I would appreciate some pointers.
I have a sandbox setup running on VMs. There is an AD controller using the VM image which Microsoft has available for testing.
I have created a domain called ad.test
On my client machine I am continually getting this error:
[sssd[be[adtest.private]]] [ad_sasl_log] (0x0040): SASL: GSSAPI Error: Unspecified GSS failure. Minor code may provide more information (Server not found in Kerberos database)

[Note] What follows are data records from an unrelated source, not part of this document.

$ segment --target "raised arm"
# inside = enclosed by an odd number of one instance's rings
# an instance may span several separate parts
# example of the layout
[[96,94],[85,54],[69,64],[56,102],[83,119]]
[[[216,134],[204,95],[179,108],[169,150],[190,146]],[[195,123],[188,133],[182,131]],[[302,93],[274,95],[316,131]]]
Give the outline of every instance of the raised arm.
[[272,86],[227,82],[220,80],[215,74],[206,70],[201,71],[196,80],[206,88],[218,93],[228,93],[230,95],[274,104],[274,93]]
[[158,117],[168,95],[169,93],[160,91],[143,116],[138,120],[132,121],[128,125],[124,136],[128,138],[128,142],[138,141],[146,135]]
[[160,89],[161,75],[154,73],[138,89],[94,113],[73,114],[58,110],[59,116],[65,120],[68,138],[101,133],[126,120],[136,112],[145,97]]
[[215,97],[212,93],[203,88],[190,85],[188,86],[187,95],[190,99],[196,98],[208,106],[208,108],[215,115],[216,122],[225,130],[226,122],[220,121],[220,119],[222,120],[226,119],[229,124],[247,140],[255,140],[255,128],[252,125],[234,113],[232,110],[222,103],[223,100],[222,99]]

On the client klist-k | uniq returns
KVNO Principal ---- -------------------------------------------------------------------------- 3 CLIENT1$@ADTEST.PRIVATE 3 host/CLIENT1@ADTEST.PRIVATE 3 host/client1@ADTEST.PRIVATE 3 RestrictedKrbHost/CLIENT1@ADTEST.PRIVATE 3 RestrictedKrbHost/client1@ADTEST.PRIVATE
The funny thing is ONLY kinit -k CLIENT1$@ADTEST.PRIVATE will work.
I do get a tgt:
Ticket cache: FILE:/tmp/krb5cc_0 Default principal: CLIENT1$@ADTEST.PRIVATE
Just in the sandbox I am also setting:
ldap_auth_disable_tls_never_use_in_production = true
Any pointers please? I have cranked debug up to 8 and this error message seems to be the crucial one.

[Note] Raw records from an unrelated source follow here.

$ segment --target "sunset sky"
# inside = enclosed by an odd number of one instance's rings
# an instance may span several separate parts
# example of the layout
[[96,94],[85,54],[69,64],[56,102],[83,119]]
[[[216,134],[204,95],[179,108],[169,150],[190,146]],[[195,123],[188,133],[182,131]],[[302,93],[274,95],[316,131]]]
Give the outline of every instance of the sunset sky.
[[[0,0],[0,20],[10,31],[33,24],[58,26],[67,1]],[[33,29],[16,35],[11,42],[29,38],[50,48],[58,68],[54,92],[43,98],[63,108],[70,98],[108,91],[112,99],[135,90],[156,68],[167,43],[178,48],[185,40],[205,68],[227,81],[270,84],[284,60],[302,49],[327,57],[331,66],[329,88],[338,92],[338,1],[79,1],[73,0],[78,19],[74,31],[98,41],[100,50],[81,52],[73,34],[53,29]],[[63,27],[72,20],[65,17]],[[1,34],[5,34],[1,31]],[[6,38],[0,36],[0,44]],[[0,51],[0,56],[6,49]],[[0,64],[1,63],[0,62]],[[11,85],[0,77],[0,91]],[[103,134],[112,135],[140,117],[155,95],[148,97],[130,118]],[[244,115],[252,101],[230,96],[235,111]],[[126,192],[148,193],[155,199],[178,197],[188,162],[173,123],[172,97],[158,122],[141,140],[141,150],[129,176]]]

By the way, why does the debug level not go up to 11?
On 2 May 2018, at 17:54, JOHE (John Hearns) JOHE@novozymes.com wrote:
I would appreciate some pointers. I have a sandbox setup running on VMs. There is an AD controller using the VM image which Microsoft has available for testing. I have created a domain called ad.test
On my client machine I am continually getting this error: [sssd[be[adtest.private]]] [ad_sasl_log] (0x0040): SASL: GSSAPI Error: Unspecified GSS failure. Minor code may provide more information (Server not found in Kerberos database)
I find it easier to debug this kind of an issue with: KRB5_TRACE=/dev/stderr ldapsearch -Y GSSAPI -H ldap://your.ad.dc -s base -b “”
Also, what version and on what OS are you running?
On the client klist-k | uniq returns
KVNO Principal
3 CLIENT1$@ADTEST.PRIVATE 3 host/CLIENT1@ADTEST.PRIVATE 3 host/client1@ADTEST.PRIVATE 3 RestrictedKrbHost/CLIENT1@ADTEST.PRIVATE 3 RestrictedKrbHost/client1@ADTEST.PRIVATE
The funny thing is ONLY kinit -k CLIENT1$@ADTEST.PRIVATE will work.
This is expected, only the client$@realm principal is a user/computer principal, the rest are service principals.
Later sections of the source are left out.